Milo L. Kays, 73, and Dennis R. Kozacek, 70, died after the small plane Kays was piloting and Kozacek was riding in as a passenger crashed near La Center in what Clark County Sheriff’s Office described in a press release as “a marshy area south of the East Fork Lewis River at the dead end of Bjur Road, off Northeast 269th Street.”

Both men had Camas ties. Kays was a Camas resident and Kozacek, of Ridgefield, was a flight instructor for ATC Camas, a flight training facility at Grove Field airport.

A pilot flying over the Daybreak area of Clark County around 4 p.m., April 29, spotted the wreckage and alerted authorities while circling overhead.

Clark County Fire Rescue personnel and Clark County Sheriff’s deputies located the downed single-engine, two-seater, home-built propeller plane in a shallow pond in about two feet of water, and determined both men had died on impact.

Investigators with the Federal Aviation Administration are trying to determine the exact time and cause of the crash.

In an April 19, 2018, article, Kozacek described his love of flying to the Post-Record and said he had spent 20 years as a pilot in the United States Navy and 31 years flying with FedEx.
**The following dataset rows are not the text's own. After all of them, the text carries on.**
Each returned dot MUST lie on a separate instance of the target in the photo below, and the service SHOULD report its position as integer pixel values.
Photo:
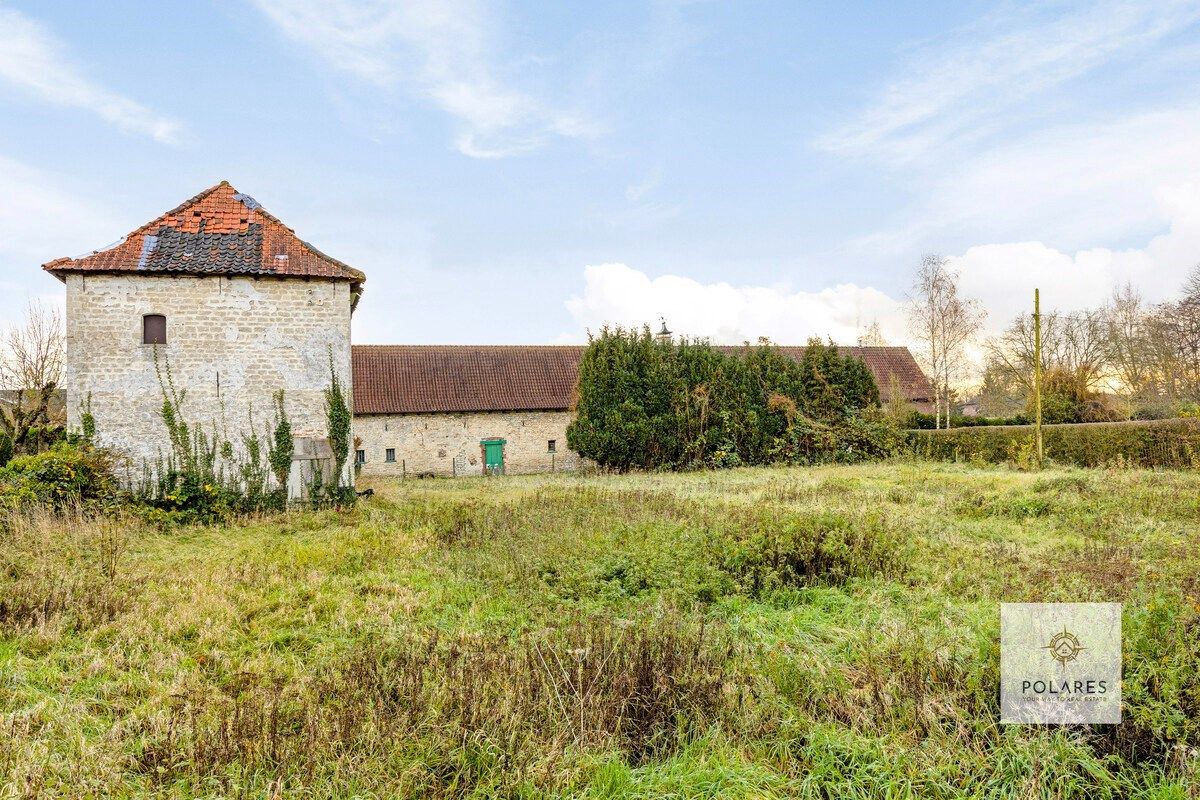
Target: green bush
(65, 474)
(649, 404)
(1161, 443)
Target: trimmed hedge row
(1156, 443)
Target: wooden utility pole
(1037, 371)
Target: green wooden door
(493, 455)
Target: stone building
(222, 300)
(429, 410)
(455, 410)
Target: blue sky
(520, 172)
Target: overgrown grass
(765, 632)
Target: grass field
(826, 632)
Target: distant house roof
(415, 379)
(217, 232)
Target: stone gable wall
(448, 444)
(232, 342)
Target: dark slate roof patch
(219, 232)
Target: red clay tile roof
(217, 232)
(418, 379)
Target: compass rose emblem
(1065, 647)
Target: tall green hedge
(648, 404)
(1159, 443)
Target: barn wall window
(154, 329)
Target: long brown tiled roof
(217, 232)
(415, 379)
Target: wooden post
(1037, 371)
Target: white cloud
(1005, 275)
(437, 48)
(981, 78)
(727, 314)
(1001, 275)
(35, 61)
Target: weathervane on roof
(664, 335)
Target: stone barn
(219, 298)
(460, 409)
(222, 301)
(466, 409)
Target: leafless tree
(31, 370)
(1072, 344)
(945, 323)
(1127, 338)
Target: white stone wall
(232, 342)
(448, 444)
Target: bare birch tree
(943, 323)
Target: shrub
(1165, 443)
(922, 421)
(65, 474)
(649, 404)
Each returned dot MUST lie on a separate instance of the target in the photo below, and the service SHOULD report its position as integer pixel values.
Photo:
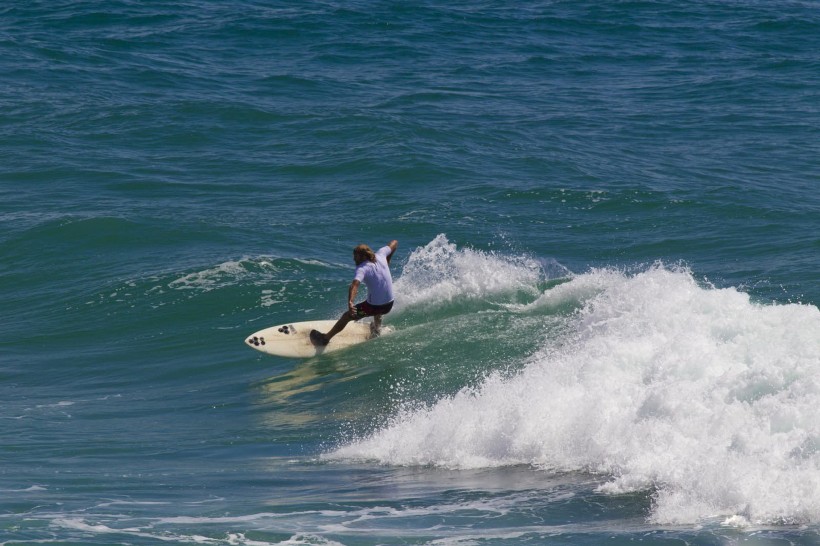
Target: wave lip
(697, 395)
He spoke with pride about his then-23-year-old son, Carter Kozacek, who was training as a pilot in the United States Air Force, and his brother-in-law, a flight instructor who had flown 757s for United Airlines.

“Flying in general is just one of those things that you kind of get hooked on. It’s the sensation of being in the air and being able to see, and it makes you feel kind of like a bird,” Kozacek told the Post-Record in 2018. “I enjoy instructing. It can be frustrating at times, but it’s very rewarding because usually (you’re training) somebody who has the thrill of aviation like you do.”